# Rocking Pirate



## halstaff (Nov 18, 2009)

Finished the final touches on my Rocking Pirate. Used the Rocking Granny mechanism and a rocking chair found out on the curb on trash day. The pirate came from a very generous fellow haunter who won it at our CalHaunts South meeting and knowing I'm doing Pirates gave it to me. Aren't Haunters great!


----------



## Wildcat (Nov 3, 2007)

Very cool.


----------



## RoxyBlue (Oct 6, 2008)

He's got character! And that was a generous gesture indeed.


----------



## bobzilla (Nov 13, 2008)

Looks great !


----------



## The Watcher (Sep 13, 2008)

He looks great.


----------



## madmomma (Jul 1, 2009)

I love it! Whose "rockin granny" mechanism did you use? There are a few different ones. Isn't it great to know fellow haunters...especially generous and helpful ones???


----------



## halstaff (Nov 18, 2009)

I used the one from ScareFX. Link is here - http://scarefx.com/project_rockin_granny.html
The one change I made was to use a 5V power supply on high instead of the 12V one recommended in the tutorial on low speed. The pirate head is very heavy and the 12V power supply was too fast.
I'll be building another one as I have 2 rocking chairs and that one will be built just like the tutorial.


----------



## IMU (Apr 8, 2009)

WOW, love the pirate! I'd love to see some video of it one day.


----------



## madmomma (Jul 1, 2009)

Thanks for the update Halstaff.

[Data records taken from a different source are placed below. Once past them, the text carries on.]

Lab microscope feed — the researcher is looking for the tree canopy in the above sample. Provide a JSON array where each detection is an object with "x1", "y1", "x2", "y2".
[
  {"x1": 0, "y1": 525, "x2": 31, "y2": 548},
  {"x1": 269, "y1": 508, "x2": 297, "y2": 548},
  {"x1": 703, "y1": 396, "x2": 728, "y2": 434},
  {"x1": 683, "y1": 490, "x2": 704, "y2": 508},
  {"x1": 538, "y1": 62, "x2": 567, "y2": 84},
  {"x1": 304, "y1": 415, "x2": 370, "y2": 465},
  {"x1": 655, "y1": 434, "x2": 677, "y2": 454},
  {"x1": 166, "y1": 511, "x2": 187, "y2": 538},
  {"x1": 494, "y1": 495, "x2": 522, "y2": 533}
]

I think I'll use that mechanism also as I'm in the process of making the rocking granny.


----------



## fick209 (Aug 31, 2009)

He is awesome, I too would love to see a video of him in action


----------



## halstaff (Nov 18, 2009)

Okay, as requested, here's a short video.


----------



## Dark Angel 27 (Sep 11, 2008)

That's awesome!


----------



## madmomma (Jul 1, 2009)

Wow, nice action...not too fast or slow. Great!


----------



## IMU (Apr 8, 2009)

Thanks for the video ... looks great!


----------



## morbidmike (Sep 11, 2009)

Awesome great work


----------



## halloween71 (Aug 9, 2007)

Great prop!!!


----------